Sebaliknya, ketika seseorang mengalami karya penebusan Kristus yang telah menerima dan mengampuninya, orang akan benar-benar merdeka. Ia mengalami contentment/kepuasan. Mengapa? Sebab cinta Tuhan Yesus yang sempurna, yakni menerima dia apa adanya, menyelamatkannya, dan menjadikannya anak Bapa di suga. Ini membuat dia bersyukur dengan dirinya sebab di dalam dan melalui Tuhan Yesus, dia menjadi pribadi yang berharga dan istimewa. Konsekuensinya, dia tidak lagi mau diperbudak apapun dan oleh siapapun. Dia menjadi bebas atau merdeka!
Merdeka di sini bukan berarti hidup tanpa aturan dan tidak mengikuti standar moral. Merdeka di sini adalah hidup yang berpusat kepada Kristus, bukan berpusat pada ego, harta, kuasa, atau standar dunia. Kenapa berpusat pada Kristus? Karena Kristus telah memerdekan dia: menerima dia, mengampuni dia, dan mengangkat dia menjadi anak Bapa di surga. Dia akan bersyukur dan menjadikan Kristus sebagai Tu(h)annya. Hidup yang seperti ini adalah hidup yang memerdekakan orang lain juga.

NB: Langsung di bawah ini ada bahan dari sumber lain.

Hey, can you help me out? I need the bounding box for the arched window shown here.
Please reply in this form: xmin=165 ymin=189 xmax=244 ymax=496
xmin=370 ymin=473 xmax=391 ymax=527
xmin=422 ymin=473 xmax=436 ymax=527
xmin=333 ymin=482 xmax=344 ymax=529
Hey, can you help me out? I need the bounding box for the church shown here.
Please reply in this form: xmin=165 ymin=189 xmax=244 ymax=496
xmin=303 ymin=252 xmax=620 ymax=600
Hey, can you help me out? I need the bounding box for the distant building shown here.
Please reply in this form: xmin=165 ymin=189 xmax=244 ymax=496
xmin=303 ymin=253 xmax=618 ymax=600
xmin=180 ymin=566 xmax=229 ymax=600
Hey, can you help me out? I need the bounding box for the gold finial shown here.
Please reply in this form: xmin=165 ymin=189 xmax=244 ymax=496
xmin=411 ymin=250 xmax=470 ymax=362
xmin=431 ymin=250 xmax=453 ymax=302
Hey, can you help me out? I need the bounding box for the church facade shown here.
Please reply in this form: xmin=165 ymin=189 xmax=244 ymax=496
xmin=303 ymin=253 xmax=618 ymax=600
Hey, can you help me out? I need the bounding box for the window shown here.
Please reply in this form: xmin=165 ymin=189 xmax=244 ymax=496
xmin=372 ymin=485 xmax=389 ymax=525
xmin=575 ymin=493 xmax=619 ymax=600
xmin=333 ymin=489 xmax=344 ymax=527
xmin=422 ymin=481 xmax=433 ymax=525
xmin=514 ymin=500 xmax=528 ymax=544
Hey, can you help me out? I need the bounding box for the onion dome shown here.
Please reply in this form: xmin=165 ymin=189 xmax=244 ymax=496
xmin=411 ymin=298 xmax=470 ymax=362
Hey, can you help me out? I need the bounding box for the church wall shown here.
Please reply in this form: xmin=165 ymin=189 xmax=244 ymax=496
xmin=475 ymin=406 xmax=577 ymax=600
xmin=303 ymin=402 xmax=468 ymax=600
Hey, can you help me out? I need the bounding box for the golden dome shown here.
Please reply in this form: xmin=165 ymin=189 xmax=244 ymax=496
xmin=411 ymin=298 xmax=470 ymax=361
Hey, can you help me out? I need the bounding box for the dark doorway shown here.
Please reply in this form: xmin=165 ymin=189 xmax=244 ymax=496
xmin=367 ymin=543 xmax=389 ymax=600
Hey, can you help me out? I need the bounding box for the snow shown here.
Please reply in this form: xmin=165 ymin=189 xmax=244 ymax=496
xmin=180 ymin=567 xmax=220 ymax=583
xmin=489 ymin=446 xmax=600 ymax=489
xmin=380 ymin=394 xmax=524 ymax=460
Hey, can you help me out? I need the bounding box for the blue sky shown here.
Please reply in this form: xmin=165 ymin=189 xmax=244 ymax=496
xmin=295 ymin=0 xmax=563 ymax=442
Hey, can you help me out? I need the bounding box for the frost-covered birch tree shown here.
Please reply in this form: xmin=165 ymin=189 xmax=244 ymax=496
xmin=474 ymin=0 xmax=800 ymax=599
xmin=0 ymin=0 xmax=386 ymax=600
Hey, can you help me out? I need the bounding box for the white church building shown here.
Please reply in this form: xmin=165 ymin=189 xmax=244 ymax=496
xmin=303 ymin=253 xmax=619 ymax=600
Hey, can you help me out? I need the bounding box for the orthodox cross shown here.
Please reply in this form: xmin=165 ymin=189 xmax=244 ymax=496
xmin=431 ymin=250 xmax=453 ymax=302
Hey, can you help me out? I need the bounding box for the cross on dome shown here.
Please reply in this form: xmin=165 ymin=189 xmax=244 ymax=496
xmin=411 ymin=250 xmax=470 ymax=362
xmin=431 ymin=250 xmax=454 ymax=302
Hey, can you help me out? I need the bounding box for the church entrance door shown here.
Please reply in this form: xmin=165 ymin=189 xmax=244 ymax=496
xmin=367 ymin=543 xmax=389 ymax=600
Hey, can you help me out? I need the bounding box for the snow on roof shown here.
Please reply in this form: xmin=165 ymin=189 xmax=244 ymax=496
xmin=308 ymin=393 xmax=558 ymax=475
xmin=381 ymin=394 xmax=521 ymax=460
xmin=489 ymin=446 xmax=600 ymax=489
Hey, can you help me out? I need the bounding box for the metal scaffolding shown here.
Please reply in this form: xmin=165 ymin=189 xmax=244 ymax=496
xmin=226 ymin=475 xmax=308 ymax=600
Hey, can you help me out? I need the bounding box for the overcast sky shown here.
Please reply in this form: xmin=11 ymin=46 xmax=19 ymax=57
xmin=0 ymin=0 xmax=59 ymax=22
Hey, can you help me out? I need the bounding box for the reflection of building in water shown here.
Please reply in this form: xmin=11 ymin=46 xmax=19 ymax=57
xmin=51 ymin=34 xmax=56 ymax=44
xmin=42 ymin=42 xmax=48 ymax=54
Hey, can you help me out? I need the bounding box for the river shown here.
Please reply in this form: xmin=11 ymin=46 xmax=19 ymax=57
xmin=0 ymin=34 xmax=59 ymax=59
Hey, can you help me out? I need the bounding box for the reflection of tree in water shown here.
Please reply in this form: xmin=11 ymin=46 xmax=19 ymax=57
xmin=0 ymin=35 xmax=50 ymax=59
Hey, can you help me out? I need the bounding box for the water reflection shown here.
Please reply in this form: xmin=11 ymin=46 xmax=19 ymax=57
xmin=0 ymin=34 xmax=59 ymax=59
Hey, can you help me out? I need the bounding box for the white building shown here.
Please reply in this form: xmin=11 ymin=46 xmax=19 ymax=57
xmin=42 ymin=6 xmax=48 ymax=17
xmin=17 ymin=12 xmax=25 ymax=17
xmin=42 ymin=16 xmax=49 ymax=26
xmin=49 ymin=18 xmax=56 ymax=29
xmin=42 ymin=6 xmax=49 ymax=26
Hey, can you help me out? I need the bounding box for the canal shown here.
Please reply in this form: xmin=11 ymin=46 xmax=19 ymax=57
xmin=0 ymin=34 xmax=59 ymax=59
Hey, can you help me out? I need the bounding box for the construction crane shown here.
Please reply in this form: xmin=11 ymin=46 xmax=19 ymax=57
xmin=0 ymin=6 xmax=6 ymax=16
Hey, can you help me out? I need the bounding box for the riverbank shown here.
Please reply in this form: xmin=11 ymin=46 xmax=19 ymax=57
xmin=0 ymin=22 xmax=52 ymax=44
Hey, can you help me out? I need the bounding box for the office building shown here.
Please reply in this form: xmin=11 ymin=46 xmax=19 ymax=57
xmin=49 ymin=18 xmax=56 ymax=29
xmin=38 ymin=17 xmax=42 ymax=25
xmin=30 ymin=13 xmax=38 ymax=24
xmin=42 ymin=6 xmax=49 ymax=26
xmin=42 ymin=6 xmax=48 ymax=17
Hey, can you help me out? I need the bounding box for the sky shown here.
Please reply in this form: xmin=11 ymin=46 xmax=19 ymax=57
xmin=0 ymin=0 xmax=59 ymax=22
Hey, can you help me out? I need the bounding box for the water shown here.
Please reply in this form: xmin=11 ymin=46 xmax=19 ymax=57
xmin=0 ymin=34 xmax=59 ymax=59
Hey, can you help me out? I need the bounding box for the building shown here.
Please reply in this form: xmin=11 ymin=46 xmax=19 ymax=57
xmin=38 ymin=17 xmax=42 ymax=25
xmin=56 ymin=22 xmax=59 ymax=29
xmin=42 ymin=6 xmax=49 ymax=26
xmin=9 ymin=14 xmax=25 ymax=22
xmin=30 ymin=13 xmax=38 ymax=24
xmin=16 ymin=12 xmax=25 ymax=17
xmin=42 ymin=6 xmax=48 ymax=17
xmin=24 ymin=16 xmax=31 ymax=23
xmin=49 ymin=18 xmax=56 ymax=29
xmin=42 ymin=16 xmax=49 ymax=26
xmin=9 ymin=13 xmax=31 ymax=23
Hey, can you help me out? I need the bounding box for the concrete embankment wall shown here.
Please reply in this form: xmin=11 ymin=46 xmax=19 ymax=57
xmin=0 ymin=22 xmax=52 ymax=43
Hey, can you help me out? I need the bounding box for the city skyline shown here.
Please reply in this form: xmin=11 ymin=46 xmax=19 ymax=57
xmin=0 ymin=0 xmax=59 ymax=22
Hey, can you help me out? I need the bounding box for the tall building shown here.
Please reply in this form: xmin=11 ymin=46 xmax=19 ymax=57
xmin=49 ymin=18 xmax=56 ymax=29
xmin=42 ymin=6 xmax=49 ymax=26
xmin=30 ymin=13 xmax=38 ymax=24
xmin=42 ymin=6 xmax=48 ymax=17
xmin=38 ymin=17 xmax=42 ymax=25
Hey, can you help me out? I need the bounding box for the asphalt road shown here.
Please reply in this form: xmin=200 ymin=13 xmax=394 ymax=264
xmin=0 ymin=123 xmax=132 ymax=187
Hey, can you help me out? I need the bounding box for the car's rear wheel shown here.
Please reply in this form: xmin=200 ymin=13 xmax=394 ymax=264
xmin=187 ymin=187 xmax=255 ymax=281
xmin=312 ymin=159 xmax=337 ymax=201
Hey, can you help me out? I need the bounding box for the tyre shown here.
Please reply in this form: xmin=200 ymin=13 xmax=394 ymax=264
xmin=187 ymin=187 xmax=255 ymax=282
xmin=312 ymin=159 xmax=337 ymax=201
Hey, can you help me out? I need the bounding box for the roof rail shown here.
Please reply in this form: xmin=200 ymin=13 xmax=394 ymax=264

Jika orang Kristen bisa menjalani hidup seperti itu, orang Kristen bisa menjadi teladan di tengah bangsa ini. Di tengah banyak orang yang diperbudak seseorang, sesuatu dan ego, keberadaannya menjadi contoh bagaimana hidup yang benar-benar merdeka. Hidup yang seperti ini tidak akan memperbudak atau menyengsarakan orang lain. Dengan demikian, hidup yang demikian memerdekakan orang lain juga.